I had to answer a lot of questions about not being married and not having children. "Don't you want to enjoy a man while you are young?"

"It's okay," I said.

This puzzled them.

"Are you not loving enough?"

I wasn't entirely comfortable with the turn this conversation had taken.

"No... it's..." I tried to think of a way to explain it succinctly in language that would make sense.

"Men don't like me," I said.

They nodded, sort of understanding but not really. But it made more sense to them a minute later when I added, "Anyway, I can't cook. So I need a man who can cook."

"A man wants to taste his wife's cooking. You should learn to cook."

I couldn't win this one and changed the subject to how I could travel on to Calabar where I'd get the ferry to Cameroon.

The same man who had advised me to learn to cook then told me I could easily blast straight through to Calabar in a single day.

"Isn't it unsafe in the Delta? What about the kidnappings?"

"That doesn't happen anymore."

Maybe so. Guidebook info is already a year old by the time the book gets to my hands. But I hadn't researched this online. What if he was wrong? I'd stick to my plan, heading north to Abuja and then back down to Calabar. The long way.

We arrived at Heritage Hotel and dropped me off.

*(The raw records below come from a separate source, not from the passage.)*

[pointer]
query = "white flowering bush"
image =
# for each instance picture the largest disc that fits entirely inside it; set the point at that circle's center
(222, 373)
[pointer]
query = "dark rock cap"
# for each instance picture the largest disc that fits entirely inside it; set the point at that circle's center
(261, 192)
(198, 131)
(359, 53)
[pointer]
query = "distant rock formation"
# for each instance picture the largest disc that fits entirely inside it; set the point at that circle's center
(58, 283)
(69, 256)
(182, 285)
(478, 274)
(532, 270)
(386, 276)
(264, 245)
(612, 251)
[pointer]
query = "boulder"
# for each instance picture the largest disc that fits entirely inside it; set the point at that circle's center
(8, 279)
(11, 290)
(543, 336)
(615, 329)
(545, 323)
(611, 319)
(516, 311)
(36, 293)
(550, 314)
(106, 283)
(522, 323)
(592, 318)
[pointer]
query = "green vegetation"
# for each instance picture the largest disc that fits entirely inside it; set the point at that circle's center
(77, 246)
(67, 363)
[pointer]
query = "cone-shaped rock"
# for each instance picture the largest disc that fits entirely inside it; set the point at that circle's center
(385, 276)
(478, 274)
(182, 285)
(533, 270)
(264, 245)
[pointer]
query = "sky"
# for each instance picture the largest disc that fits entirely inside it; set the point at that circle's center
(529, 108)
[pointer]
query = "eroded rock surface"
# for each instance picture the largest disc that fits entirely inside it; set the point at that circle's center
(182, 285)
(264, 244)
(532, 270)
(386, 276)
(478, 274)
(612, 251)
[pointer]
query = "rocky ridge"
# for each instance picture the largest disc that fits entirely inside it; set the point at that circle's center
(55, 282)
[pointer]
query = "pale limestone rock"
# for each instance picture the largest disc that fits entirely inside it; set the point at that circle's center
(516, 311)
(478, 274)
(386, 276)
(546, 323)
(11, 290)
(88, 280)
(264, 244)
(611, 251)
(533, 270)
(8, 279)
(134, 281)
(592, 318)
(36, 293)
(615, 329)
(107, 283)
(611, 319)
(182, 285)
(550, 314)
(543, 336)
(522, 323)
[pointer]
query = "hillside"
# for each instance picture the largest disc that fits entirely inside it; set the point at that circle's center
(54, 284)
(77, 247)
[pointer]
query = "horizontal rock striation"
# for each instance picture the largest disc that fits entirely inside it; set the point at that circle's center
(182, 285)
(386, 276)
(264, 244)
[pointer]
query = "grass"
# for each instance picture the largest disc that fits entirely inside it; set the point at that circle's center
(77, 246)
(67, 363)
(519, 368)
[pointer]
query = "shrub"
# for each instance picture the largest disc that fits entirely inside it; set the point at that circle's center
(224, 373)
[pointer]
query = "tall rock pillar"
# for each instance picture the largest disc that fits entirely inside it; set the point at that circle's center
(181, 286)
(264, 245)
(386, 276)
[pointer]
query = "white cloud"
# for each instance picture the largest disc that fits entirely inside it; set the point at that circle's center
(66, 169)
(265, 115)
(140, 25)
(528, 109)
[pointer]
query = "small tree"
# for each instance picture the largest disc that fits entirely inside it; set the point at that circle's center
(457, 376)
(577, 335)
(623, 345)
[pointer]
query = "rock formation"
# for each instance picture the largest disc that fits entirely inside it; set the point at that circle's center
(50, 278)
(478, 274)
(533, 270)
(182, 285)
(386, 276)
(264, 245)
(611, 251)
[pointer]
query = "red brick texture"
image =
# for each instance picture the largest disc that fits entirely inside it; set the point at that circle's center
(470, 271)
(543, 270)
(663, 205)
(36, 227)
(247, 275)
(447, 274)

And while I was getting my bag out of the trunk, the driver, who had gotten FIFTY-EIGHT of my dollars today (more if you include what I was now sure was the sleight-of-hand at the start) for the 4.5 hours of driving, asked me for 2,000 more.

"No. I am out of money."

"I am hungry." He motioned at his stomach. He WAS thin.

I sighed and gave him what was left in my pocket – about five bucks, I had to acknowledge that new non-doormat Marie wasn't having a lot of success at being a non-doormat – and checked in.

The hotel? $25 a night. Including A/C and hot water. Sure, the shower didn't work and the ceiling fan was broken. But for $25, I wasn't complaining.

And in the morning, I went to the Sacred Forest. The beautiful sculptures were fascinating and the serenity engaging.

The forest did catch me, even after all the hassle of getting into Nigeria.